UnNews:Gods definitive list of sins now available to select Christian denominations
21 December 2009
CORNFED, Nebraska -- Fresh-faced, young, fringe Baptist, mildly psychotic Jeremiah Malmquist hit the streets today with "Good News" for his fellow man. Reverend Fred Phelps of the Bat Fuck Insane Church of Everything God Hates, received clarification directly from God last week about what He really hates.
Phelps is widely believed to be some kind of nut, but within a small circle of extremist Christians, his word is almost Revelation itself. Known for his claims to know what God hates, now he has a clear list of sins that people can read for themselves.

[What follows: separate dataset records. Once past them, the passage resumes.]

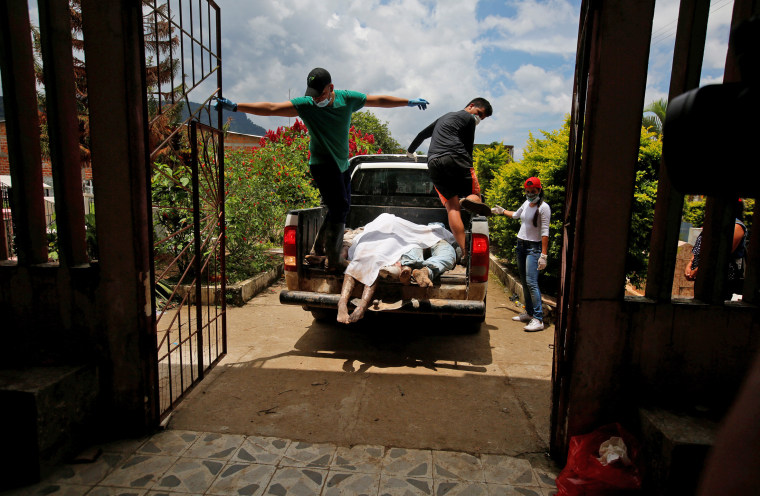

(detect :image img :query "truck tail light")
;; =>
[282,226,296,272]
[470,233,489,282]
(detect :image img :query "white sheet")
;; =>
[346,214,454,285]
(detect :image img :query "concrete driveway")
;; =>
[169,275,554,456]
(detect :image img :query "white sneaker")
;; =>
[525,319,544,332]
[512,313,531,322]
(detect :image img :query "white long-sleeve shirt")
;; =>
[512,200,552,241]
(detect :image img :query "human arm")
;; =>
[237,101,298,117]
[364,95,428,110]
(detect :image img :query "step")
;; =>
[639,408,718,495]
[0,365,98,490]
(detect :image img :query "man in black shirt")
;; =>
[408,98,493,255]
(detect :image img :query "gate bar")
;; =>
[0,1,48,265]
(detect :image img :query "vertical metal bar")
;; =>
[187,0,195,86]
[81,0,159,429]
[153,0,163,114]
[38,0,89,265]
[179,0,190,98]
[198,0,206,78]
[190,120,203,379]
[645,0,710,301]
[166,0,176,105]
[0,1,48,265]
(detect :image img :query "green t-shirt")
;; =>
[290,90,367,172]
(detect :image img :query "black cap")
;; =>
[306,67,332,98]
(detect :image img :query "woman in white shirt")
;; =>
[492,177,551,332]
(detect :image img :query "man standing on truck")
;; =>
[408,97,493,256]
[214,67,429,271]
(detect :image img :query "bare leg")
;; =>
[338,275,356,324]
[349,282,377,322]
[412,267,433,288]
[446,195,466,259]
[398,265,412,286]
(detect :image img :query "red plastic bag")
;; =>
[556,424,641,496]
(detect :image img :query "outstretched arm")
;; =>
[238,101,298,117]
[364,95,428,110]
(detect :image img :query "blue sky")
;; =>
[8,0,733,159]
[208,0,733,159]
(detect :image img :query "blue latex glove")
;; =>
[407,98,430,110]
[214,97,237,112]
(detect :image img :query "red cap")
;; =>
[525,177,541,189]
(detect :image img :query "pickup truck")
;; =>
[280,155,489,331]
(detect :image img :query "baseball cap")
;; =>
[525,177,541,189]
[305,67,332,98]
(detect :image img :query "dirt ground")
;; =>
[169,276,554,456]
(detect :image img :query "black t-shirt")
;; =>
[409,110,475,161]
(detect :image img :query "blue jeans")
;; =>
[517,238,544,322]
[401,240,457,280]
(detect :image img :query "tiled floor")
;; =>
[2,430,557,496]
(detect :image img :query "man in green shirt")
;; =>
[214,67,428,271]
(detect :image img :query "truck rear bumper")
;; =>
[280,290,486,316]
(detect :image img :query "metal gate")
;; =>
[143,0,227,418]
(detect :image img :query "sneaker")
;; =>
[512,313,533,322]
[525,319,544,332]
[459,198,493,217]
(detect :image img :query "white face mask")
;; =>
[314,97,332,108]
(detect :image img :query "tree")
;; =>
[486,117,662,294]
[472,141,512,195]
[641,98,668,137]
[351,110,404,153]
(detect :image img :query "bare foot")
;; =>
[337,301,351,324]
[398,265,412,286]
[412,267,433,288]
[348,306,367,324]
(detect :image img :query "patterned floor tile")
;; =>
[152,457,224,493]
[11,482,92,496]
[137,431,203,456]
[433,451,485,482]
[322,470,380,496]
[331,445,385,474]
[87,486,150,496]
[280,442,337,468]
[98,454,177,489]
[232,436,290,465]
[480,455,538,486]
[435,479,489,496]
[264,467,327,496]
[206,462,275,496]
[378,475,433,496]
[46,453,126,486]
[488,484,545,496]
[182,433,245,461]
[383,448,433,478]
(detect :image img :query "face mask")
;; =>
[314,94,332,108]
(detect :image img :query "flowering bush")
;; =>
[225,119,382,280]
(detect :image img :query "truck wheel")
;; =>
[309,308,338,322]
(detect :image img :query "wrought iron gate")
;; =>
[143,0,227,418]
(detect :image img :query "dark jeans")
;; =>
[309,162,351,224]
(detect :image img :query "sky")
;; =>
[208,0,733,159]
[8,0,733,160]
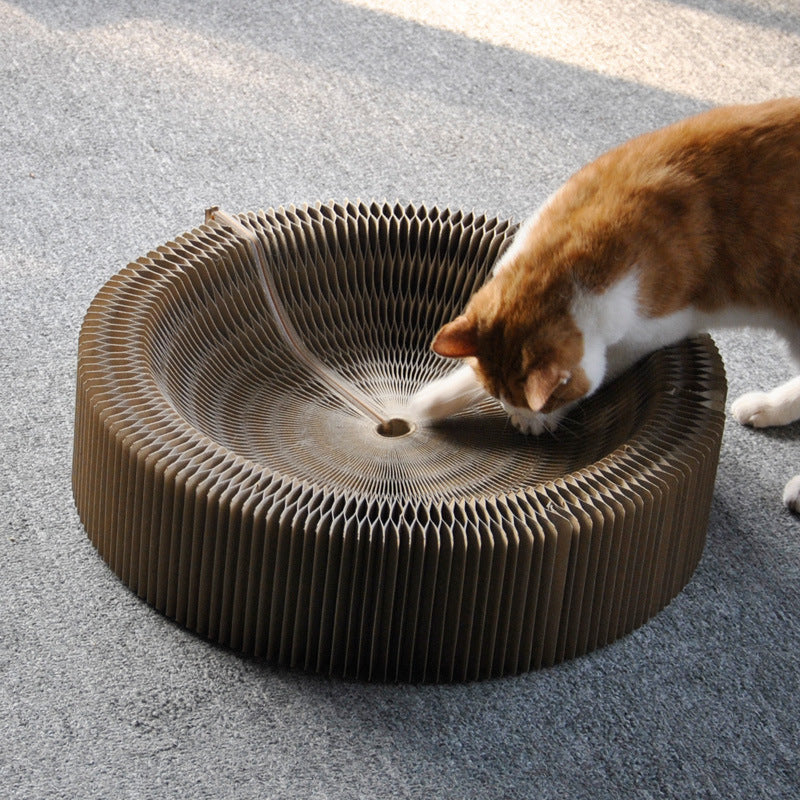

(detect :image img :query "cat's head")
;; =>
[432,271,594,415]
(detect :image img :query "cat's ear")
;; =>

Cult followers did ask about the de-emphasis on the evils of homosexuality, since gays have been the main target of Phelps hatred, and have been since he began his career of haranguing random people who could give a shit what the crazy old thinks. "The List is the list", said Phelps to his supporters. "God told me what's on the list, and I wrote it down. It's simple. that's all there is to it."
Skeptics can't help but wonder about the timing of this revelation, since he, himself, came out on December 15, only 4 days ago. Christian apologist Richard Dawkins said, "It makes me wonder, that a man can change his ideas about something so fundamental to his personality as homosexuality. Only child molesting homosexuals are on his list of sinners, where there is clear evidence that child molesters most often assault children of the opposite sex. And sports nuts? How is that remotely related to the status of ones so-called soul? The whole list is full of logical contradictions."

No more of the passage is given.